HARLINGEN, Texas (KVEO) — A change has come to the over 100 years old “Migratory Bird Act” that lessens restrictions that could have a severe impact on migratory birds.
The Migratory Bird Act was enacted in 1918, its goal was to protect wildlife and reduce deaths.
The appointees from the Trump administration are rolling back on penalties that protect the animals. Saying the act penalized companies that kill birds accidentally.
The Rio Grande Valley is a hotspot for birdwatchers and those changes could be felt.
“It was the intention that prompted the enactment of the law the problem now it’s not intentional it’s unintentional,” said Jim Chapman, president of Friends of The Wildlife and worker at Frontera Audubon Society.
South Texas acts as a funnel where a variety of species of birds can be seen.
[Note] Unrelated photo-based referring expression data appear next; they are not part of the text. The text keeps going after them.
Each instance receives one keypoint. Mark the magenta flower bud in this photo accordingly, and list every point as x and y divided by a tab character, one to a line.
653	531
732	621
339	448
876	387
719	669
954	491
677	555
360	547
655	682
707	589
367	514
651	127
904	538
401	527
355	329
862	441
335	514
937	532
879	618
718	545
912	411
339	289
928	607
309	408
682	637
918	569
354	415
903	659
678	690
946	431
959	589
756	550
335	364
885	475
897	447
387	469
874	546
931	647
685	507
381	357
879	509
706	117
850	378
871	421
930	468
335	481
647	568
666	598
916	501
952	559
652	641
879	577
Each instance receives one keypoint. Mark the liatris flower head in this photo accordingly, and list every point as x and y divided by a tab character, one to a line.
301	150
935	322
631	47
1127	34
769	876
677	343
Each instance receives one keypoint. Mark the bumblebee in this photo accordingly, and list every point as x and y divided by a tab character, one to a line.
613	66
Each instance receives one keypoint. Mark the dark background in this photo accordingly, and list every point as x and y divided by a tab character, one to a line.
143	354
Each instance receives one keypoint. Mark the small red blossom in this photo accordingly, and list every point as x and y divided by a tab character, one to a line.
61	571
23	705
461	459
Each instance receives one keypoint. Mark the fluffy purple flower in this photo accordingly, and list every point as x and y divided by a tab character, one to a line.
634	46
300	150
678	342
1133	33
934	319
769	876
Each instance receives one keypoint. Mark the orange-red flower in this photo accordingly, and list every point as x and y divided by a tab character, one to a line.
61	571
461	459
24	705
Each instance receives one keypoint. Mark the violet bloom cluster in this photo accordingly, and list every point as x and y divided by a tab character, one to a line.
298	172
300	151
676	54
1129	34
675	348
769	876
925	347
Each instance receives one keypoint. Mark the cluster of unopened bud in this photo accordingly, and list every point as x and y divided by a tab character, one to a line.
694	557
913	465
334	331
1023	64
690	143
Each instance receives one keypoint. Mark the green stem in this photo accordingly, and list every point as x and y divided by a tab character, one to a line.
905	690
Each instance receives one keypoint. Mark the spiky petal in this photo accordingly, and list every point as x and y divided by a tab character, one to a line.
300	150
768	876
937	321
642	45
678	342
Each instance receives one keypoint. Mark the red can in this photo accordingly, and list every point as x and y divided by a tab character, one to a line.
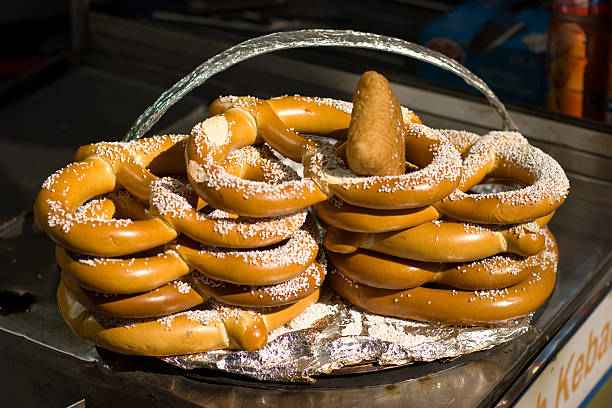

“Talk to any wildlife or bird biologist in the U.S. Fish and Wildlife Service or Texas parks and wildlife or in academics, they will tell you that this is basically a terrible move,” he said. “The Valley’s subtropical location also has a lot of permeant birds that you don’t find further up north.”
Conservationists fear this change will have a deadly impact on an already dwindling species.
“This is going to be one more factor pushing bird numbers down and we’re not going to see it. It’s going to be some numbers we’re going to look at over the years,” he said.
Recent studies from the U.S. Fish and Wildlife Service reports over 7 billion birds are killed in North America annually, bringing economic impacts to birdwatching spots across the world.
“We’ll bird decline. We aren’t going to see the effects overnight. It’s more by death by a thousand cuts,” he said.
Many are hoping the Biden administration will reverse the roll back.